8. User Rights under GDPR
Where applicable, users have the right to:
Access their personal data
Rectify inaccurate or incomplete data
Erase personal data (“Right to be Forgotten”)
Restrict or object to processing
Data portability
Withdraw consent at any time
Lodge a complaint with a supervisory authority
Requests may be refused where manifestly unfounded, abusive, or legally restricted.
9. Data Sharing & Third Parties
We do not sell personal data.
Data may be shared only with:
Trusted service providers (hosting, security, analytics)
Legal or regulatory authorities where required by law
All third parties must comply with GDPR or equivalent safeguards.
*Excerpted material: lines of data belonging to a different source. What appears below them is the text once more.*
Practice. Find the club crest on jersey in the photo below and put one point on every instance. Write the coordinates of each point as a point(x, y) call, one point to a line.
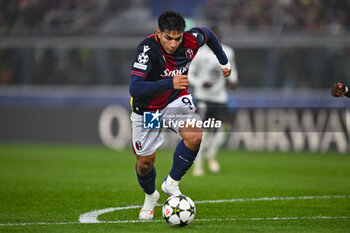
point(189, 53)
point(143, 58)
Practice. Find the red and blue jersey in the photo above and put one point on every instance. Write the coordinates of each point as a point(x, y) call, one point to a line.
point(152, 72)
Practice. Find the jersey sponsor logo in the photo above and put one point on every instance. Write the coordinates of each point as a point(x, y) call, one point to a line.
point(140, 66)
point(173, 73)
point(189, 53)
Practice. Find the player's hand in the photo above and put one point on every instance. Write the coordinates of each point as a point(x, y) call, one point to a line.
point(338, 89)
point(226, 72)
point(180, 82)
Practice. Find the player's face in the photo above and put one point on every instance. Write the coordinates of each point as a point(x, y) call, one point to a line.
point(170, 40)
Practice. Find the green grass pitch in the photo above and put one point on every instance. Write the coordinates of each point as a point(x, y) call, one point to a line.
point(45, 188)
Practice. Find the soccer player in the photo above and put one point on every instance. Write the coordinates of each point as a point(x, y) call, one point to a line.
point(158, 85)
point(210, 92)
point(340, 90)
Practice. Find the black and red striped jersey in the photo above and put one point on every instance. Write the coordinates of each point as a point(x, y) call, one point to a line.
point(151, 84)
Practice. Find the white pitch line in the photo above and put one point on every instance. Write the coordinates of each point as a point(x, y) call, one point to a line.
point(197, 220)
point(92, 217)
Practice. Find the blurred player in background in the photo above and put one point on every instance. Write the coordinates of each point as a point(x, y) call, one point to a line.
point(340, 90)
point(210, 92)
point(158, 85)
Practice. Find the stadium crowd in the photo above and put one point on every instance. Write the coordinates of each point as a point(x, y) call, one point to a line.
point(38, 17)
10. International Data Transfers
Where personal data is transferred outside the EU/EEA or UK, we ensure appropriate safeguards, including:
Standard Contractual Clauses (SCCs)
UK International Data Transfer Agreement (IDTA)
Equivalent lawful mechanisms
No transfer occurs in violation of mandatory data protection law.
11. Security Measures
We implement reasonable technical and organisational safeguards, including:
Access controls
Secure hosting environments
Monitoring and incident-response procedures
No system is completely secure; however, proportionate measures are taken to protect data.
12. Cookies & Tracking
The Platform may use:
Essential cookies (security, session management)
Limited analytics cookies
Users are informed and may manage cookie preferences where required by law.
13. Children & Minors
The Platform is not intended for children without lawful guardian consent.
We do not knowingly process unlawful minor data.
14. Data Breach Notification
In the event of a personal data breach:
Relevant supervisory authorities will be notified where legally required
Affected users will be informed if there is a high risk to their rights and freedoms
15. Intermediary Status & Liability
To the maximum extent permitted by law:
BangladeshPrimeMinister.com acts as an intermediary, not a publisher
The Platform is not automatically liable for user-generated content
Mandatory legal liabilities are not excluded
16. Amendments
This GDPR Policy may be updated to reflect legal or operational changes.
Continued use of the Platform constitutes acceptance of the revised Policy.